However, it would also be extremely hard; I don't think any programming language has ever created such a tight bridge to C++. The existing approaches I've seen are:
- Swig, rust-bindgen, etc.: Pass through auto-generated C ABI wrappers; support for generics is limited and requires declaring up front what types you want to instantiate them with.
- D: You can bind directly to C++ if you rewrite your C++ header in D, generics and all... including the implementations of all inline functions.
Both very limited, especially in template-happy modern C++.
The whole point of UWP was to improve COM to make it even better for language interop, increasing the kind of language features that can get exposed as COM libraries.
Also the number one reason that if Rust wants to succeed as system language on Windows it needs to have first class support for COM/UWP.
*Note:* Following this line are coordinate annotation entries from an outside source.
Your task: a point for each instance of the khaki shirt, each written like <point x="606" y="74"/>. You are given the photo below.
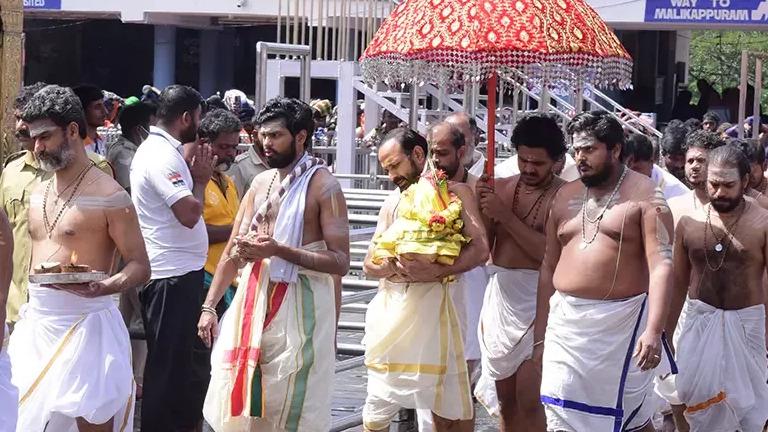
<point x="247" y="166"/>
<point x="19" y="178"/>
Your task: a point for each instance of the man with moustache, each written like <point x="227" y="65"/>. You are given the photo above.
<point x="472" y="159"/>
<point x="719" y="260"/>
<point x="516" y="210"/>
<point x="672" y="145"/>
<point x="169" y="197"/>
<point x="70" y="351"/>
<point x="414" y="349"/>
<point x="9" y="395"/>
<point x="273" y="360"/>
<point x="697" y="147"/>
<point x="448" y="145"/>
<point x="21" y="174"/>
<point x="221" y="130"/>
<point x="603" y="291"/>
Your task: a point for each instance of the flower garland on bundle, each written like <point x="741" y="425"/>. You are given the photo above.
<point x="428" y="223"/>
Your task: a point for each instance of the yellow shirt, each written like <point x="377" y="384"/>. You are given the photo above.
<point x="219" y="210"/>
<point x="17" y="181"/>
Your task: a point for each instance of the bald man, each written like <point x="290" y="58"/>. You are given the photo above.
<point x="473" y="160"/>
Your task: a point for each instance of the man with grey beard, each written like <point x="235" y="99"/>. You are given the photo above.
<point x="21" y="174"/>
<point x="70" y="351"/>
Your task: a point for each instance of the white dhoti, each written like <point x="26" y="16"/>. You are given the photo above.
<point x="272" y="366"/>
<point x="471" y="290"/>
<point x="9" y="396"/>
<point x="414" y="354"/>
<point x="506" y="329"/>
<point x="723" y="368"/>
<point x="590" y="381"/>
<point x="71" y="358"/>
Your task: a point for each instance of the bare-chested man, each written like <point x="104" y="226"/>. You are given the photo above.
<point x="697" y="147"/>
<point x="516" y="211"/>
<point x="413" y="343"/>
<point x="70" y="351"/>
<point x="273" y="361"/>
<point x="720" y="256"/>
<point x="608" y="271"/>
<point x="448" y="145"/>
<point x="9" y="396"/>
<point x="755" y="155"/>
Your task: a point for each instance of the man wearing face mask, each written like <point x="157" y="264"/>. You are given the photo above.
<point x="719" y="261"/>
<point x="604" y="287"/>
<point x="134" y="127"/>
<point x="168" y="196"/>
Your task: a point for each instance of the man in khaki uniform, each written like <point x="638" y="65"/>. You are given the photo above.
<point x="21" y="173"/>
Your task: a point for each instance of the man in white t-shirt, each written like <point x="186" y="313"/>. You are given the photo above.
<point x="168" y="196"/>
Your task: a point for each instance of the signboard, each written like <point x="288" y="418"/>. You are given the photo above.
<point x="707" y="11"/>
<point x="42" y="4"/>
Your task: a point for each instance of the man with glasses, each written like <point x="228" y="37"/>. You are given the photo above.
<point x="20" y="175"/>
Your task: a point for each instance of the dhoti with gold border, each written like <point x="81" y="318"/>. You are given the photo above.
<point x="414" y="354"/>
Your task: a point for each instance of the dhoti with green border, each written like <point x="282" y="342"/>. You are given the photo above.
<point x="273" y="362"/>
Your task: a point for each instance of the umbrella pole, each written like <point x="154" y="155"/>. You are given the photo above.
<point x="491" y="146"/>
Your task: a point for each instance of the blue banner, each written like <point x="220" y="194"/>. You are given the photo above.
<point x="42" y="4"/>
<point x="707" y="11"/>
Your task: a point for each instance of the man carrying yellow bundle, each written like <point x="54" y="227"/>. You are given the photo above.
<point x="414" y="349"/>
<point x="428" y="224"/>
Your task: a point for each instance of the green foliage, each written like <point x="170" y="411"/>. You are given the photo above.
<point x="716" y="57"/>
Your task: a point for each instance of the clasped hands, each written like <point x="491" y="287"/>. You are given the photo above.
<point x="254" y="246"/>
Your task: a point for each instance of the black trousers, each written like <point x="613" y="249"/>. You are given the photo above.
<point x="173" y="390"/>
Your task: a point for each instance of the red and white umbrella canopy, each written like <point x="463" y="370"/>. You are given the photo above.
<point x="443" y="41"/>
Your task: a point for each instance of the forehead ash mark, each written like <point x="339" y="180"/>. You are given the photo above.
<point x="583" y="139"/>
<point x="40" y="128"/>
<point x="723" y="174"/>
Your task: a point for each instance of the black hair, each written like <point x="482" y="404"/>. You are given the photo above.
<point x="704" y="140"/>
<point x="638" y="146"/>
<point x="692" y="124"/>
<point x="672" y="141"/>
<point x="539" y="130"/>
<point x="135" y="115"/>
<point x="215" y="102"/>
<point x="88" y="93"/>
<point x="730" y="156"/>
<point x="457" y="138"/>
<point x="408" y="139"/>
<point x="217" y="122"/>
<point x="58" y="104"/>
<point x="751" y="149"/>
<point x="26" y="93"/>
<point x="175" y="100"/>
<point x="599" y="124"/>
<point x="295" y="115"/>
<point x="712" y="116"/>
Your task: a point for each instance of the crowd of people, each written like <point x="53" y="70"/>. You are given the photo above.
<point x="600" y="281"/>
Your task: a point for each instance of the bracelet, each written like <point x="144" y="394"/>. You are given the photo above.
<point x="210" y="310"/>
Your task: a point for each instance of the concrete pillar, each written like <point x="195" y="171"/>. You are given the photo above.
<point x="164" y="72"/>
<point x="208" y="61"/>
<point x="683" y="52"/>
<point x="226" y="62"/>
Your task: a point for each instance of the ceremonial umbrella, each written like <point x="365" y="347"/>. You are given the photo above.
<point x="450" y="41"/>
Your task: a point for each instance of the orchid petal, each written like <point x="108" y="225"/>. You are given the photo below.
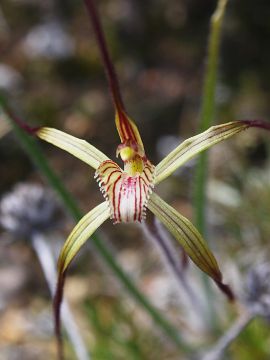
<point x="127" y="130"/>
<point x="77" y="147"/>
<point x="187" y="235"/>
<point x="194" y="145"/>
<point x="81" y="233"/>
<point x="127" y="195"/>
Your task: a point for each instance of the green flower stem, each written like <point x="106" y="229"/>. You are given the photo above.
<point x="206" y="119"/>
<point x="31" y="147"/>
Just make Rust use the C++ ABI.
C++ code is compiled in separate translation units as C++ by the C++ compiler. The linker statically links calls to C++ code from object files created by the C++ compiler. That's it. Rust doesn't need to know how to deal with templates because templates are all instantiated by the time this happens. This means you have to write a lot of your fancy C++ logic in separate C++ source files (not headers), but that's the whole point, to use already written code.
The only thing Rust has to do is pass pointers to static code and follow the calling and name mangling convention. Zero calling overhead.